For Jesus, the healing of this man is a simple and gentle invitation into belonging. It is an invitation into wholeness, an invitation into the undivided life, an invitation into vulnerability, an invitation to become a human being. The healing offered was a deep connection of empathy and compassion. This invitation into wholeness, this healing, this empathy and compassion offered with gentleness and acceptance is a miracle, and it is what we can all offer ourselves…and each other. 

What Jesus offers this man who is living death is a miracle. It is a cutting through of all the perceptions, interpretations, assumptions, and delusions. Jesus tells him to stop living under all the shame and fear, to give up, to surrender. Jesus tells him that he is free and that his fear and shame are keeping him trapped within a prison of illusion. 

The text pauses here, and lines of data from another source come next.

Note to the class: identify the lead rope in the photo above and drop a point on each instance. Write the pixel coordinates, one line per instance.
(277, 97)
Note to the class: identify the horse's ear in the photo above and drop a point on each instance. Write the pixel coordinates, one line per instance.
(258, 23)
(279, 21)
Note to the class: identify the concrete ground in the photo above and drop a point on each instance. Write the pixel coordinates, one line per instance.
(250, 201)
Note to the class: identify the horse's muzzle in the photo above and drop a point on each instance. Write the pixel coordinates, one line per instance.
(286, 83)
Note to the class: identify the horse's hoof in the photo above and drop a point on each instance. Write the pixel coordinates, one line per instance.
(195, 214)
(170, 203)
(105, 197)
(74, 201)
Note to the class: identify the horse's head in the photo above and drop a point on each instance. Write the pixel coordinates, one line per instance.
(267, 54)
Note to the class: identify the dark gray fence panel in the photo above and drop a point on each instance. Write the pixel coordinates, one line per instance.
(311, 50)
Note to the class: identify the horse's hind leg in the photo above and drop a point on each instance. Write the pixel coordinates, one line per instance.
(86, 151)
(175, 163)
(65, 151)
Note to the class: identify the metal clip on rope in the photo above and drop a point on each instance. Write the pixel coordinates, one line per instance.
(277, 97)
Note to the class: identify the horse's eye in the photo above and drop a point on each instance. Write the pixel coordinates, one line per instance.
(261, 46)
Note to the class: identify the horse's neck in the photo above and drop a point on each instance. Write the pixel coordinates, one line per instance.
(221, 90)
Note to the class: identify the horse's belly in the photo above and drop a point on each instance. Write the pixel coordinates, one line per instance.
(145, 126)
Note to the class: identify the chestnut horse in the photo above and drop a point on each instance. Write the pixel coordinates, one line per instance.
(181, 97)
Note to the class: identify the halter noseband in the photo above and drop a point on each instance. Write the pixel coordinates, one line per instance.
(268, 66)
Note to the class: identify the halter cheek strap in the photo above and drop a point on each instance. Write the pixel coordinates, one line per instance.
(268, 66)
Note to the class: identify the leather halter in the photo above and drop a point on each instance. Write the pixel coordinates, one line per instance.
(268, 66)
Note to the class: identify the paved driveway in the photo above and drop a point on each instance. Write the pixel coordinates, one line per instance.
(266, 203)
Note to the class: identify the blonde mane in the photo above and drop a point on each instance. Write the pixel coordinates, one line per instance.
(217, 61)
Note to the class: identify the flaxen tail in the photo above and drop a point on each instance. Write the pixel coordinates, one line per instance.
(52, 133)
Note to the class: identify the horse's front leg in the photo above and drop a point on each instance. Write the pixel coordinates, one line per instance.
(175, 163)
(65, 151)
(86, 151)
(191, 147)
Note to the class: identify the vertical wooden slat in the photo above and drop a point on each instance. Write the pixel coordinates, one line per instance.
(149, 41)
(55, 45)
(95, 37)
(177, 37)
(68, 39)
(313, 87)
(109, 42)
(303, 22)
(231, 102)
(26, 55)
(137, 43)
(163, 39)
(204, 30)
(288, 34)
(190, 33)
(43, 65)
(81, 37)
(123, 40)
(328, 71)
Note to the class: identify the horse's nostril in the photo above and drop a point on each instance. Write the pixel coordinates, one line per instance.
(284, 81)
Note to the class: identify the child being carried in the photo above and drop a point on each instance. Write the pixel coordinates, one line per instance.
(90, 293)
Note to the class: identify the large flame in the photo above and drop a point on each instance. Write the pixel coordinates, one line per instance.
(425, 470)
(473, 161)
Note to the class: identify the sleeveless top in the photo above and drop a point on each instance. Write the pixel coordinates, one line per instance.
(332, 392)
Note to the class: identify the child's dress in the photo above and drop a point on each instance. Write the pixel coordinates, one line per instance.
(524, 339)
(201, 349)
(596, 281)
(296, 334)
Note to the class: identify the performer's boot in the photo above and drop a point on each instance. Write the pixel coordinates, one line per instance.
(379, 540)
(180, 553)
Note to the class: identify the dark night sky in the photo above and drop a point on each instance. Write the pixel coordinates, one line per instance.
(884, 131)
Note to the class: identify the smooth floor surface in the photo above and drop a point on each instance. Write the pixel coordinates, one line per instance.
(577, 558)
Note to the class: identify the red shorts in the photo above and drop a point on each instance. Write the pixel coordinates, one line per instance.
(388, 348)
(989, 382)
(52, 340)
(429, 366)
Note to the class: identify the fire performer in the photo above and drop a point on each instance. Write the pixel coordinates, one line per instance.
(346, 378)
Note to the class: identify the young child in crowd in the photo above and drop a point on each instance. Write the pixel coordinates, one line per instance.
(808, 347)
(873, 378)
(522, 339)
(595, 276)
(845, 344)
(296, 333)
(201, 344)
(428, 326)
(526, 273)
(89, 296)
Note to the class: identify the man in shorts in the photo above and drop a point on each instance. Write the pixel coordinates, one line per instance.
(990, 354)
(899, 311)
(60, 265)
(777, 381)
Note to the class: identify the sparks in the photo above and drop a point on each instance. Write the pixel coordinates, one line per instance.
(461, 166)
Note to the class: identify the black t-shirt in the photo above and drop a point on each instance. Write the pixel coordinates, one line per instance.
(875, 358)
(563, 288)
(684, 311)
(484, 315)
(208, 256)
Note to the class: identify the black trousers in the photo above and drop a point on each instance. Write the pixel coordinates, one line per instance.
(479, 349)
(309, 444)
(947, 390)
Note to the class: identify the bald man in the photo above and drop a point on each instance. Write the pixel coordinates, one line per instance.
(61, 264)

I can almost see Jesus in my mind approach this very aggressive man in a very gentle way and just touch his hand, and I can almost hear Jesus whisper to him, “Be brave…you are okay…you are loved…remember, remember who you are…be brave.” In powerful imagery, we then see Jesus “casting out” this man’s demonic shame into some pigs nearby, and because even the pigs cannot bear the weight of this demonic shame, they throw themselves over a cliff. 

This is a very powerful image because nothing in Creation wants to be shame-based or shame-bound. Nothing can bear it. It turns human beings into animals, and not even animals will live with it inside of them. It is not our human nature to be bound by shame. It is not our True Self.

Only deep surrender can bring healing. Purity, imitation, and magic will not save anyone. They will only keep me bound to planet ME fighting for ME-victorious at all costs. Only acceptance of ourselves with compassion and vulnerability will release us from the bonds of fear and shame and wake us up and bring true and deep inter-connection and healing. It is courage that will save us.